Structural and tribological characteristics of diamond-like carbon films deposited by pulsed laser ablation

Diamond-like carbon (DLC) films were deposited by pulsed laser ablation (PLA) on Si (100) and Ti–6Al–4V alloy substrates at four different temperatures. The bonding characteristics of the films were studied by X-ray photoelectron (XPS) and Raman spectroscopy techniques. The ratio of tetrahedral to trigonally coordinated carbon atoms was estimated by XPS successfully.

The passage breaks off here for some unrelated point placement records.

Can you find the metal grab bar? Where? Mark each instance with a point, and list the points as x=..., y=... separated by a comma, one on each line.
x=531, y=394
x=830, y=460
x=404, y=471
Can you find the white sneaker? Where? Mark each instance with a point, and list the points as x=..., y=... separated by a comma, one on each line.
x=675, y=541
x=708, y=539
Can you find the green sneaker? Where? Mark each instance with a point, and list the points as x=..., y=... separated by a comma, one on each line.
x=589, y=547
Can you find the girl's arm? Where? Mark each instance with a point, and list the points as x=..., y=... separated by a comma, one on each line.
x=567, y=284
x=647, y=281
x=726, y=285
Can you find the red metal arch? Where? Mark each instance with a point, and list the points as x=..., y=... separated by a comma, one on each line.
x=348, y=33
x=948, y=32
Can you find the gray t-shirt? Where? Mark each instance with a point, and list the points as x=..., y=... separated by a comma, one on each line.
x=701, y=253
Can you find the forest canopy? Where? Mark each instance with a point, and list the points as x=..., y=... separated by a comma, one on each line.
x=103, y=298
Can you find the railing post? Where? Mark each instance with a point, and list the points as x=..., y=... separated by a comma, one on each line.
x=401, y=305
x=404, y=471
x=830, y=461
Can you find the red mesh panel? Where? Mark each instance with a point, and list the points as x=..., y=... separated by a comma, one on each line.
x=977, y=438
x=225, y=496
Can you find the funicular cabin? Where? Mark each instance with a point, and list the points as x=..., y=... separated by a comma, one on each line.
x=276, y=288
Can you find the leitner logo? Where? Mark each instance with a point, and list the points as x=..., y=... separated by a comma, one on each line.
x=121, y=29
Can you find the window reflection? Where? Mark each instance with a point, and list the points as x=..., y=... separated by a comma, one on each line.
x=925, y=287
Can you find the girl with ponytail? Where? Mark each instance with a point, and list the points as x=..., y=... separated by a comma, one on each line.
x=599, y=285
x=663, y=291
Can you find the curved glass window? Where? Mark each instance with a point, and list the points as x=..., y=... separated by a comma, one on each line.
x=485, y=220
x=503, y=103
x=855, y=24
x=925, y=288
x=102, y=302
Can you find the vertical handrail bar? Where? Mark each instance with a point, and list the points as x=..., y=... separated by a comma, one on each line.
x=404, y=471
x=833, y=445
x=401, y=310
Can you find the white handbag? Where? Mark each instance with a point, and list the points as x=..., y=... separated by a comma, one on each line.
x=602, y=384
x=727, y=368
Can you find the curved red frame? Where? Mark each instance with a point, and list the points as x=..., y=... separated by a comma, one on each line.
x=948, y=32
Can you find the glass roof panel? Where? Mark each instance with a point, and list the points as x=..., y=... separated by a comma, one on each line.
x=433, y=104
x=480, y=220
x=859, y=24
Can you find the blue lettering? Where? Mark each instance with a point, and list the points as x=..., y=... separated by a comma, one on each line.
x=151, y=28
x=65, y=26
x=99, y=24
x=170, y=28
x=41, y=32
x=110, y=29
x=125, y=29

The fraction of tetrahedrally bonded atoms in the films deposited on Si at room temperature was estimated to be ∼63 at.% which decreased to ∼33 at.% as the substrate temperature increased to 400°C. The Raman spectroscopy results of these specimens agree qualitatively with these observations. Also, using Raman spectroscopy, the residual compressive stress was also estimated in fully adherent films on Si substrate to be ∼3 GPa with reference to the value of stress present in a free-standing peeled off film from the Ti-alloy substrate. This value is consistent with the residual stresses estimated in the earlier results. The abrasive wear rates have been correlated during the initial stages of the well adhered films with the sp3/sp2 ratios. The importance of suitable dopants and the interfacial interlayers in reducing internal compressive stresses in these films is discussed.